# 15 gallon



## dennis (Mar 1, 2004)

Just thoug hI would share a quick pick of my 15 gallon. I redid it very quickly a couple weeks ago and the dust finally settled enough I could take quick photo. Sorry the photo itself is not that good and tha the blurry fish are distracting the view. Also, it definately needs a background and the glass needs cleaned on the outside, but you get the idea. The large anubias nana will not be staying there and the crypts, mi oya and wendtii, in the middle(hard to see) need to fill in some.

Plants:
Anubias nana
Microsorium "narrow-leaf"
Bolbitis sp
Cryptocoryne Mi Oya
Cryptocoryne wendtii red

Fish:
Long finned rosy barbs, _rosyus eatus everythingus._


----------



## KungPaoChicky (Oct 11, 2005)

I like the lay out quite a bit. Seems to be low maintainence yet a fun little tank to keep. Can you elaborate on your specs as far as wattage, co2, ferts etc. I "see" what looks to be like rosy barbs. I have heard stories that they do wonders on hair algea. Have you had any expierence with them eating the algea? Do you have any plans on a for ground plant? Elocharis or micro swords might look good, but iam partial to foreground plants so it may be a little much.


----------



## brianclaw (May 17, 2005)

I love the tank, but hate the inhabitants. They're too big and distract from the scape. I think smaller fishes and shrimps would make the tank look a lot bigger and make the tank not seem so "busy".
Smaller inhabitants like a small school of Boraras sp, some shrimps and maybe 1 show fish like an Apistogramma..?


----------



## Phil Edwards (Jan 22, 2004)

That's lovely Dennis. I like your combination of Anubias varieties and how they're all growing together.


----------



## dennis (Mar 1, 2004)

Thanks for the comments. I do appreciate you feelings about the fish but there is not much I can do about it. Technically they are not mine, but inherited from my fiance', a small price to pay for love.

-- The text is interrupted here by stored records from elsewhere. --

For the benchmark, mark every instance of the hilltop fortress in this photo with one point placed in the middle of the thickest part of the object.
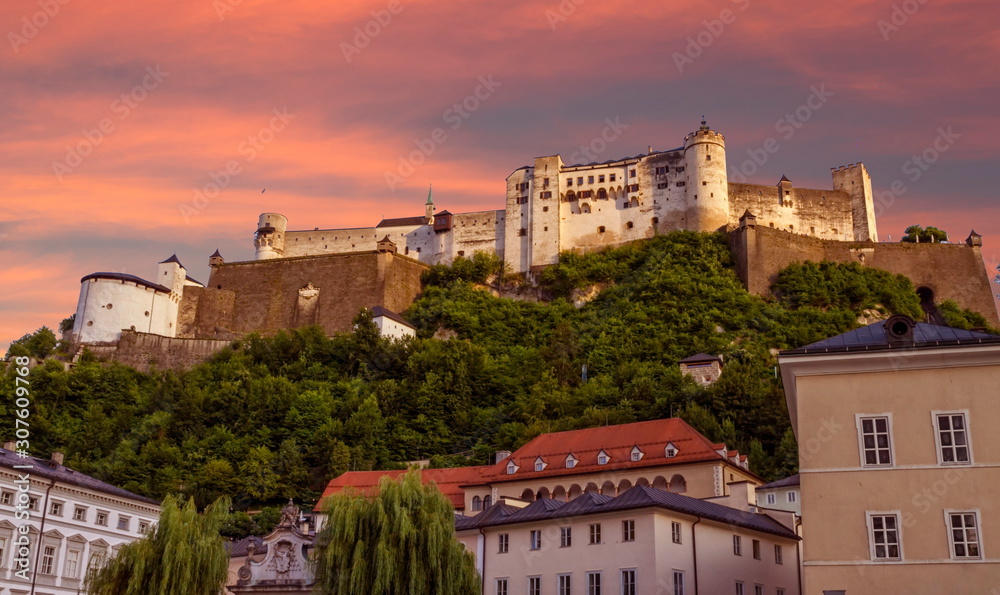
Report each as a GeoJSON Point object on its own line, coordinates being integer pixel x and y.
{"type": "Point", "coordinates": [553, 207]}
{"type": "Point", "coordinates": [325, 276]}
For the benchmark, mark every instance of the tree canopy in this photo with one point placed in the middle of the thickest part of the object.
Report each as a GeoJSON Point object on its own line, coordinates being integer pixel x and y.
{"type": "Point", "coordinates": [398, 541]}
{"type": "Point", "coordinates": [182, 555]}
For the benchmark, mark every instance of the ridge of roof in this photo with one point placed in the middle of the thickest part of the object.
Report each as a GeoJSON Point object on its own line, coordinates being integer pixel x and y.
{"type": "Point", "coordinates": [49, 470]}
{"type": "Point", "coordinates": [873, 338]}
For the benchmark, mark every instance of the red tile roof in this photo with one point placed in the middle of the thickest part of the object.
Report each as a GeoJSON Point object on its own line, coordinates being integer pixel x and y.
{"type": "Point", "coordinates": [616, 441]}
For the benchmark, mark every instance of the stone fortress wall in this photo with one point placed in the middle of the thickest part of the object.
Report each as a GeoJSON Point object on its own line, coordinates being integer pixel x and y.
{"type": "Point", "coordinates": [325, 276]}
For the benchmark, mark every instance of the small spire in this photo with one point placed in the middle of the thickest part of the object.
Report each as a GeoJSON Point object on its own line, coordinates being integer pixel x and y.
{"type": "Point", "coordinates": [173, 258]}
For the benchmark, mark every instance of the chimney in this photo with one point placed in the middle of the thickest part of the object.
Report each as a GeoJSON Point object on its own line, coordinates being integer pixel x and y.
{"type": "Point", "coordinates": [742, 495]}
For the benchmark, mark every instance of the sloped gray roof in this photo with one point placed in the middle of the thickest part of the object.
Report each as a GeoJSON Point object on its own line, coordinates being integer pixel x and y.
{"type": "Point", "coordinates": [62, 474]}
{"type": "Point", "coordinates": [873, 338]}
{"type": "Point", "coordinates": [637, 497]}
{"type": "Point", "coordinates": [791, 480]}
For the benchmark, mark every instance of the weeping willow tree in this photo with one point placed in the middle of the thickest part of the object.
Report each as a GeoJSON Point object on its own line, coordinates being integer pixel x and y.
{"type": "Point", "coordinates": [400, 541]}
{"type": "Point", "coordinates": [183, 555]}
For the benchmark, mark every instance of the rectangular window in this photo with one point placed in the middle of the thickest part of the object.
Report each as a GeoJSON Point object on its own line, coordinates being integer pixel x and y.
{"type": "Point", "coordinates": [593, 583]}
{"type": "Point", "coordinates": [953, 439]}
{"type": "Point", "coordinates": [964, 535]}
{"type": "Point", "coordinates": [534, 585]}
{"type": "Point", "coordinates": [72, 565]}
{"type": "Point", "coordinates": [628, 530]}
{"type": "Point", "coordinates": [48, 557]}
{"type": "Point", "coordinates": [565, 584]}
{"type": "Point", "coordinates": [565, 536]}
{"type": "Point", "coordinates": [628, 582]}
{"type": "Point", "coordinates": [876, 449]}
{"type": "Point", "coordinates": [884, 536]}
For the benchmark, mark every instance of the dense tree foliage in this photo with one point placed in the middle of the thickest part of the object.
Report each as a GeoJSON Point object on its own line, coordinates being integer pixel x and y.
{"type": "Point", "coordinates": [276, 417]}
{"type": "Point", "coordinates": [182, 555]}
{"type": "Point", "coordinates": [925, 235]}
{"type": "Point", "coordinates": [38, 344]}
{"type": "Point", "coordinates": [400, 541]}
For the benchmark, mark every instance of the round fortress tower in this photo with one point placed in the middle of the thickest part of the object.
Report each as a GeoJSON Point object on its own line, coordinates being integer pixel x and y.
{"type": "Point", "coordinates": [270, 236]}
{"type": "Point", "coordinates": [707, 187]}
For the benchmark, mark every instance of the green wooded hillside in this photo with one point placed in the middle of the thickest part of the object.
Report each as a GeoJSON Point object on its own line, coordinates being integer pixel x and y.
{"type": "Point", "coordinates": [272, 418]}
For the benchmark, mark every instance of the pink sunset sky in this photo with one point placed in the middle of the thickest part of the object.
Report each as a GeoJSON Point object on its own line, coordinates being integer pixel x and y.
{"type": "Point", "coordinates": [115, 117]}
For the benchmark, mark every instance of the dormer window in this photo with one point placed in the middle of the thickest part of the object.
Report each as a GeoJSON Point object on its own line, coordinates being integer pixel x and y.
{"type": "Point", "coordinates": [637, 454]}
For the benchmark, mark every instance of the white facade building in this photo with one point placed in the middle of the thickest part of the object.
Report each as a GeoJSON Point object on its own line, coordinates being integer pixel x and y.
{"type": "Point", "coordinates": [67, 521]}
{"type": "Point", "coordinates": [112, 302]}
{"type": "Point", "coordinates": [781, 495]}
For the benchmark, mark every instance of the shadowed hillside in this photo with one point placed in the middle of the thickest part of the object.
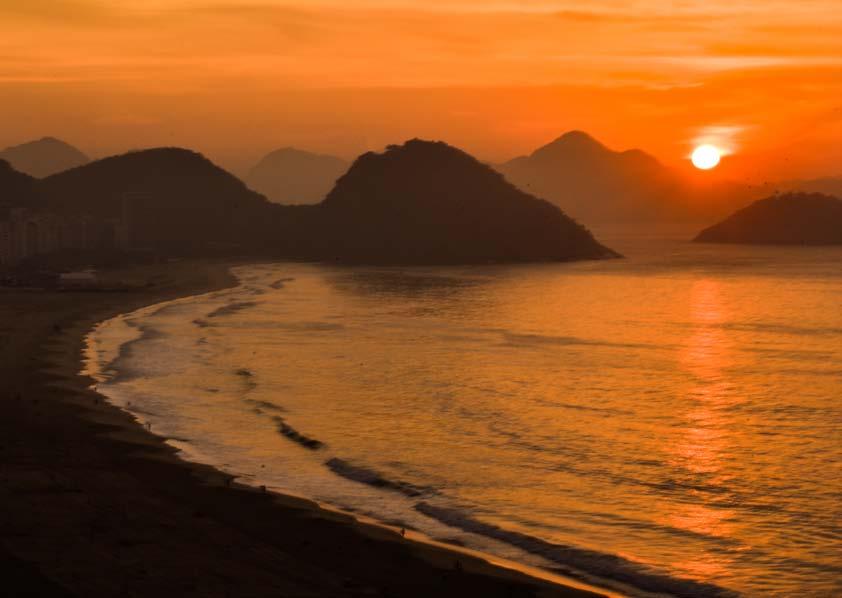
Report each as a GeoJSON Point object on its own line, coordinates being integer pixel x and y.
{"type": "Point", "coordinates": [293, 176]}
{"type": "Point", "coordinates": [429, 202]}
{"type": "Point", "coordinates": [16, 189]}
{"type": "Point", "coordinates": [790, 219]}
{"type": "Point", "coordinates": [598, 185]}
{"type": "Point", "coordinates": [43, 157]}
{"type": "Point", "coordinates": [175, 200]}
{"type": "Point", "coordinates": [419, 203]}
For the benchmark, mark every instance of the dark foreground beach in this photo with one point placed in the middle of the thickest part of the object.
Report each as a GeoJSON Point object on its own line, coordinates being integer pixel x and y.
{"type": "Point", "coordinates": [93, 505]}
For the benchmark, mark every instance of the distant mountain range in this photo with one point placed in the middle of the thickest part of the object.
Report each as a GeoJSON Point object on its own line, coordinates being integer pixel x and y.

Phil, thanks man, makes me fool good! I guess I was a little underdescriptive of my anubias species. Good catch Actually there is:
Anubias barteri
Anubias barteri var. nana
Anubias nana "petite"
Anubias nana "gold"
Anubias coffeefolia (or their should be)
Anubias gaboon(?)
Anubias afzeli, but some wierd dwarf form that never get leaves longer than 2-3", regardless of conditions


----------